Diffraction and Wavelength


  For a given obstacle size, low-frequency sounds (long wavelengths) diffract more readily than high-
  frequency sounds (short wavelengths). Conversely, for a given obstacle, high frequencies diffract less
  readily than low frequencies. Diffraction is less noticeable for light than it is for sound because of the
  comparatively short wavelengths of light. As a result, optical shadows are more distinct than
  acoustical shadows. You might easily hear the diffracted music from a room down the hallway, but
  you might not see the diffracted light from there.
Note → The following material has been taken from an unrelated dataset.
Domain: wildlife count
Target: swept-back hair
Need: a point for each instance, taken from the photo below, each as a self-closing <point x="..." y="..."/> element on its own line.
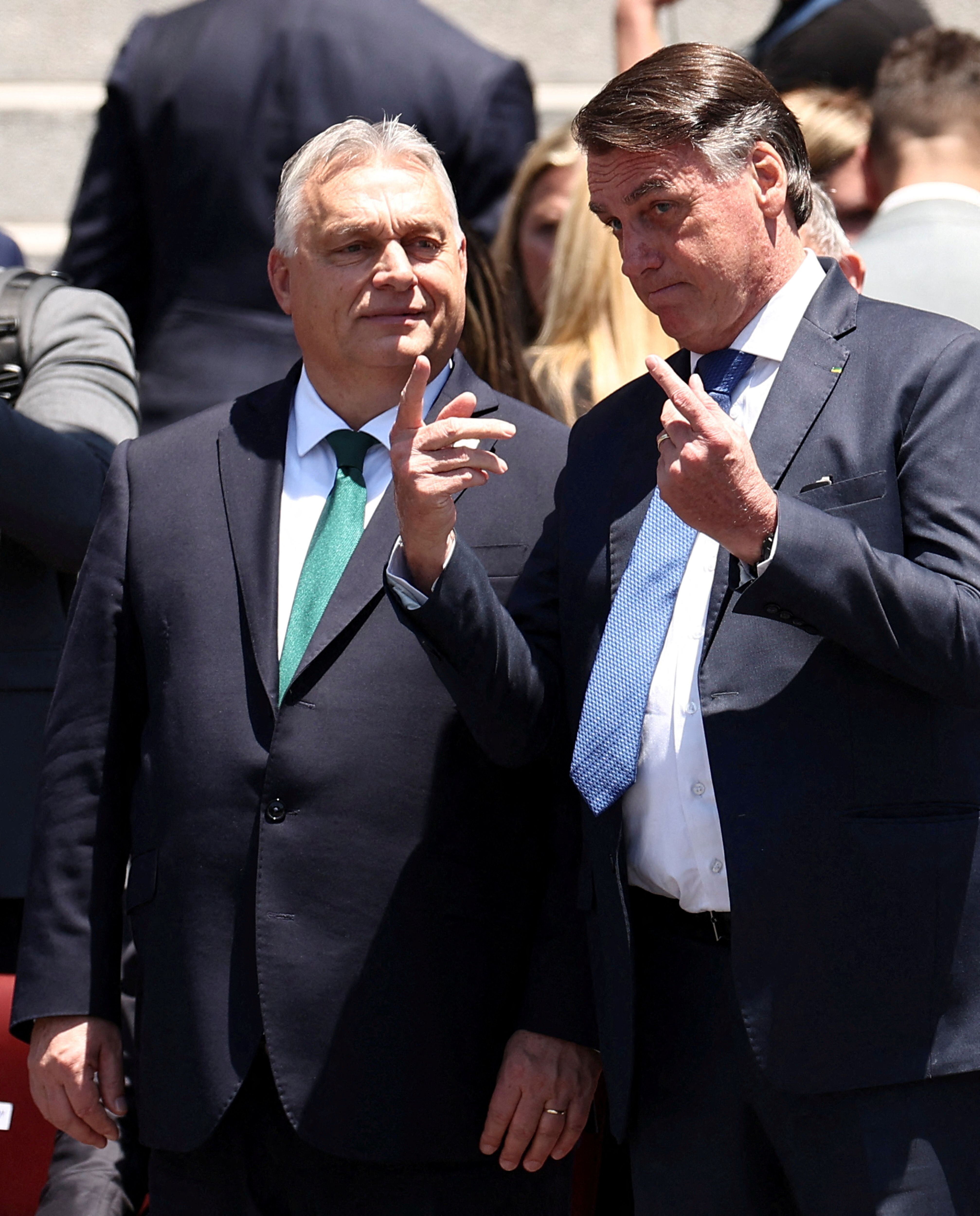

      Looked at in another way, the effectiveness of an obstacle in diffracting sound is determined by the
  acoustic size of the obstacle. Acoustic size is measured in terms of the wavelength of the sound. An
  obstacle is acoustically small if wavelengths are long, but the same object is acoustically large if
  wavelengths are short. This relationship is described in more detail in the following text.






  Diffraction by Obstacles

  If an obstacle is acoustically small relative to wavelength, sound will easily diffract around it. The
  sound will bend around a small obstacle with only slight disturbance, creating little or no acoustical
  shadow. When an obstacle’s dimensions are smaller or equal to the wavelength, virtually all sound

  will be diffracted. As noted, each wavefront passing the obstacle becomes a line of new point
  sources radiating sound into the shadow zone by diffraction. On the other hand, if an obstacle is
  acoustically large relative to wavelength, diffraction is less pronounced and a larger acoustical
  shadow is created. In addition, sound will tend to be reflected by a large obstacle; thus we see that
  obstructions act as frequency-dependent reflectors.
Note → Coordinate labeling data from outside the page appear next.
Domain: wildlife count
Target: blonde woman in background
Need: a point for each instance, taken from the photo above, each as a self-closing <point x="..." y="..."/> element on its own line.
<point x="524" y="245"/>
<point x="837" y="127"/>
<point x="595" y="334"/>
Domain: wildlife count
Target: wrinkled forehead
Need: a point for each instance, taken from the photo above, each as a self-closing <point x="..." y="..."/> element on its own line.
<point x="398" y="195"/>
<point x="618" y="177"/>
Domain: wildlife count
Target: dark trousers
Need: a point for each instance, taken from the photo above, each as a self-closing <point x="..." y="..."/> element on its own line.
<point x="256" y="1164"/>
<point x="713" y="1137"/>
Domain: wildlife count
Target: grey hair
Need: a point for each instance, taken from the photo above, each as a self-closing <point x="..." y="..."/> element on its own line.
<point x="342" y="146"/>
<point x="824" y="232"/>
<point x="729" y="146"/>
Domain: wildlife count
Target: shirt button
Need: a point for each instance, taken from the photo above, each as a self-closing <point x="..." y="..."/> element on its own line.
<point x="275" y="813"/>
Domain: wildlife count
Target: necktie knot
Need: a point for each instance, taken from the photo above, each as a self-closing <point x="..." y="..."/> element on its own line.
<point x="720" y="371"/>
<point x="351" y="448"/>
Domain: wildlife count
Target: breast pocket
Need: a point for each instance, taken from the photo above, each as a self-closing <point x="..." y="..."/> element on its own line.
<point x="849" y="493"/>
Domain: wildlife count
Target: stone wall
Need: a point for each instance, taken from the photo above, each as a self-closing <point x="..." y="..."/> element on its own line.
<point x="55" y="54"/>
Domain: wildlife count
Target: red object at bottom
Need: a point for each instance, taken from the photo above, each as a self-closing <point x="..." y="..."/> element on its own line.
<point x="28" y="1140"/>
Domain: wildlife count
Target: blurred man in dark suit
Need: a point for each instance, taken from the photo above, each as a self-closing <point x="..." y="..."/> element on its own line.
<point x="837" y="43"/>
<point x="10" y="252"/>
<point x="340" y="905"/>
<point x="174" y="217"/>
      As noted, the effectiveness of an obstacle in diffracting sound is determined by the acoustic size of
  the obstacle. Consider two objects in Fig. 7-1 and their behavior with the same wavelength of sound.
  In Fig. 7-1A, the obstacle is small compared to the wavelength of the sound, thus sound strongly
  diffracts around it; the obstacle has no appreciable effect on the passage of sound. In Fig. 7-1B,
  however, if the obstacle is several wavelengths across, diffraction is less pronounced and the
  obstacle casts an acoustical shadow. Although not shown in this figure, some sound waves are also
  reflected from the face of the obstacle.